Não seria um diretor de porte mediano o mais indicado para abordar um assunto tão complexo como o focalizado em A hora do desespero. Acontecimentos como os recentemente ocorridos em escolas e outros locais nos Estados Unidos deram origem a dois filmes impactantes, Elefante, de Gus Van Sant, realizado em 2003 e vencedor da Palma de Ouro do Festival de Cannes, e Precisamos falar sobre o Kevin, de Lyne Ramsay, produzido em 2011. Ambos tiveram a repercussão merecida por não se contentarem em reproduzir aspectos exteriores de episódios de extrema dramaticidade. A hora do desespero, dirigido por Phillip Noyce, chega aos cinemas quando a questão da violência volta a ocupar espaço e atenção devido a novos atentados praticados sem causa aparente no país onde a compra de armas é legalizada e até incentivada por setores para os quais a vida humana perde o seu valor maior. Certamente não são as armas que matam, mas os indivíduos que as utilizam. Mas quando estes são criados em sociedades cujos problemas de maior relevância não foram resolvidos e nem são abordados como deveriam ser e nas quais as futilidades são exaltadas e jogos incentivam a brutalidade, tais instrumentos não deveriam ter seu acesso permitido com tanta facilidade. É o que os dois filmes produzidos antes do atualmente em cartaz procuram explicar. Porém, como o primarismo de alguns e o interesse de organizações poderosas predominam, pouco tem adiantado a ação daqueles que não cansam de advertir sobre os perigos de tal política, mais uma - e não apenas nos Estados Unidos - a não distinguir entre causa e efeito, certamente uma das maiores deficiências de nosso tempo.
Enquanto Van Sant e Ramsay procuram chegar às causas, Noyce se contenta em descrever as consequências. E mesmo assim age de forma inadequada. A terrível suspeita que atormenta a mãe em desespero é abordada de forma superficial. O cineasta não se aproxima adequadamente de uma constatação de que a agressividade do filho possa ser causada pelo remorso de ver seu desejo edipiano ser concretizado por um acidente. Tal possibilidade parece não interessar. O que realmente importa é focalizar, repetidamente e sem se importar com o fato de que a repetição se transforma, em cinema ou em qualquer outra arte, em fator de desinteresse e aborrecimento, o esforço da personagem principal. O filme se contenta em expor o sofrimento da mãe, algo perfeitamente natural, mas que não abre para o filme qualquer caminho no rumo de uma visão profunda do tema desenvolvido. O epílogo, então, é constrangedor, não faltando uma mensagem destinada a repor a harmonia depois de acontecimento tão assustador. Nos dois filmes que precedem o de Noyce, há uma procura das origens da violência. No de Ramsay há mesmo uma sequência em que pai e filho participam de um jogo que incentiva o assassinato. E a mãe tem sua vida destruída, inclusive por não saber ver no comportamento do filho pequeno sinais reveladores e premonitórios.

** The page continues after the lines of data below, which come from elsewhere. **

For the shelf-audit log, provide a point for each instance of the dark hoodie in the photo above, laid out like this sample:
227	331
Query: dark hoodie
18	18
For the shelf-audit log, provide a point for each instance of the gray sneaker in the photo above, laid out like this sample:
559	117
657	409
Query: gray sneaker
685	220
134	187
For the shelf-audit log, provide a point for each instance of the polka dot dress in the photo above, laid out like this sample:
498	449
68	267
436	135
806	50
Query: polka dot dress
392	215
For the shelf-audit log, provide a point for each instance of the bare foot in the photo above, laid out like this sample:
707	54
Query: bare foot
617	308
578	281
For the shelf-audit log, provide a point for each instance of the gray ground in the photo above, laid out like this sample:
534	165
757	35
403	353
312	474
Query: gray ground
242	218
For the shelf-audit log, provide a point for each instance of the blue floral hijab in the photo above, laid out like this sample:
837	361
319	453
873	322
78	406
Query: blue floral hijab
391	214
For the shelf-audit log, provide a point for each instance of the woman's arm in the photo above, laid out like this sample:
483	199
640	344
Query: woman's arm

O que o filme de Noyce tem de mais interessante é sua quase transformação em um documentário sobre a utilidade de novos meios de comunicação entre pessoas e sobre a destreza com que os usuários adquiram sobre tais instrumentos. O filme é quase um solo executado pela protagonista, uma virtuose indiscutível de seu instrumento. Mais do que isso, ela também em determinado momento chega a se transformar em detetive dos mais competentes e experientes, chegando mesmo a suplantar a própria polícia ao conseguir entrar em contato com o criminoso que ameaça os jovens que tem sobre seu controle. Isso tudo sem sair da floresta e sem parar de correr. Uma vitória, portanto, da tecnologia e da capacidade de utilizá-la. Só que tudo isso é tratado de maneira a não expor todo os problemas gerados pelo distanciamento e pela inversão de valores. Talvez Noyce obtivesse melhores resultados se a ênfase fosse conferida, por exemplo, na constatação de que a fuga para a floresta e o abandono do filho que se recusa a enfrentar a realidade fossem exemplos de distanciamento humano a ser evitado. No final, a protagonista é apenas a vencedora de uma maratona na qual não tem concorrentes.